Tesla’s retail sales in China declined in July, marking the fifth month of year-on-year decreases so far this year, as the electric vehicle maker navigates shifting demand in the world’s largest new energy vehicle (NEV) market.
The U.S.-based automaker sold 40,617 vehicles in China last month, down 12.14% from 46,227 units a year earlier and down 33.94% from 61,484 units in June, according to data released on Thursday by the China Passenger Car Association (CPCA). Despite a brief rebound in June, Tesla has recorded annual declines in Chinese retail sales for five out of the past seven months.
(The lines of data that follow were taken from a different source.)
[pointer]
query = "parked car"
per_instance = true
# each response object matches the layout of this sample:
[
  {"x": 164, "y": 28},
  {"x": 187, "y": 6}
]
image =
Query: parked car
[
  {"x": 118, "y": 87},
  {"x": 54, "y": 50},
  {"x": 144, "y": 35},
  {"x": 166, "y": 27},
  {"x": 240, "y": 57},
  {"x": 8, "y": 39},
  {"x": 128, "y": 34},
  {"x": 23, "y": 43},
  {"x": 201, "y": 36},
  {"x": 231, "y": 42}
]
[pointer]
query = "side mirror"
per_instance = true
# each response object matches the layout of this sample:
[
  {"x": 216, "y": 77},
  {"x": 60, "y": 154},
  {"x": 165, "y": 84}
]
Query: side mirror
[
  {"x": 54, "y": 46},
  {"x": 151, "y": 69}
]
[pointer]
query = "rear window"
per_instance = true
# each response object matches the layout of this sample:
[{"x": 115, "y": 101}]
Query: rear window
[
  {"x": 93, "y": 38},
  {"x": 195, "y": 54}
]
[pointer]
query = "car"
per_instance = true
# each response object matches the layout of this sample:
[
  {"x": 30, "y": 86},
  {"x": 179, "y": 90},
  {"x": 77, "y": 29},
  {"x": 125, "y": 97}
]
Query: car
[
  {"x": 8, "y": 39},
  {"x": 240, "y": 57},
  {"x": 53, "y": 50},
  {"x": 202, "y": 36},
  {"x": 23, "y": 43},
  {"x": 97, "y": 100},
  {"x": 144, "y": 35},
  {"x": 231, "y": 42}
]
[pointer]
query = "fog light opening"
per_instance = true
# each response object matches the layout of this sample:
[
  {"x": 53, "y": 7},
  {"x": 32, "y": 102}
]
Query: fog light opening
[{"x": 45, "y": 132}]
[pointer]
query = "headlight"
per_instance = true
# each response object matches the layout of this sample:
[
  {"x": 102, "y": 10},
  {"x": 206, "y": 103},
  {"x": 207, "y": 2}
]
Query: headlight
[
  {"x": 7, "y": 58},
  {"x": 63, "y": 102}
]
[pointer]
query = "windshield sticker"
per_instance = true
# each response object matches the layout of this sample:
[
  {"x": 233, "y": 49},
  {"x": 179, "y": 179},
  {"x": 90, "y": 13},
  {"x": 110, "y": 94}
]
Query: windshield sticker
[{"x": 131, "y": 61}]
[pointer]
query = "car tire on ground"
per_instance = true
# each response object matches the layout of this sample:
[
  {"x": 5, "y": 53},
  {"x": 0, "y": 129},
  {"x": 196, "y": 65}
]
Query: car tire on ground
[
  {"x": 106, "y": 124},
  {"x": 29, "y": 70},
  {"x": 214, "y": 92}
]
Tesla’s Shanghai factory, which manufactures the Model 3 sedan and Model Y crossover for both local and export markets, shipped 27,269 vehicles abroad in July. That figure represents a 2.23% decrease from a year earlier, but a significant 169.59% increase from June. The company reiterated that its production cycle typically prioritizes exports in the first half of each quarter, followed by local deliveries in the second half.
Including exports, Tesla’s wholesale volume from its China plant totaled 67,886 vehicles in July, down 8.41% year-on-year and 5.19% month-on-month. While Model Y wholesale sales rose 10.71% to 45,838 units from a year ago, they declined 10.57% from June. Meanwhile, Model 3 wholesale volume dropped 32.60% year-on-year to 22,048 units, though it was up 8.37% from June.
Tesla’s market share in China’s NEV segment stood at 4.12% in July, down from 5.53% in June. In the battery electric vehicle (BEV) segment, its share fell to 6.69%, from 9.30% the previous month. Overall retail sales of NEVs in China reached 987,000 units in July, up 12.0% from a year earlier but down 11.2% from June, the CPCA said. BEV sales rose 24.5% year-on-year to 607,000 units.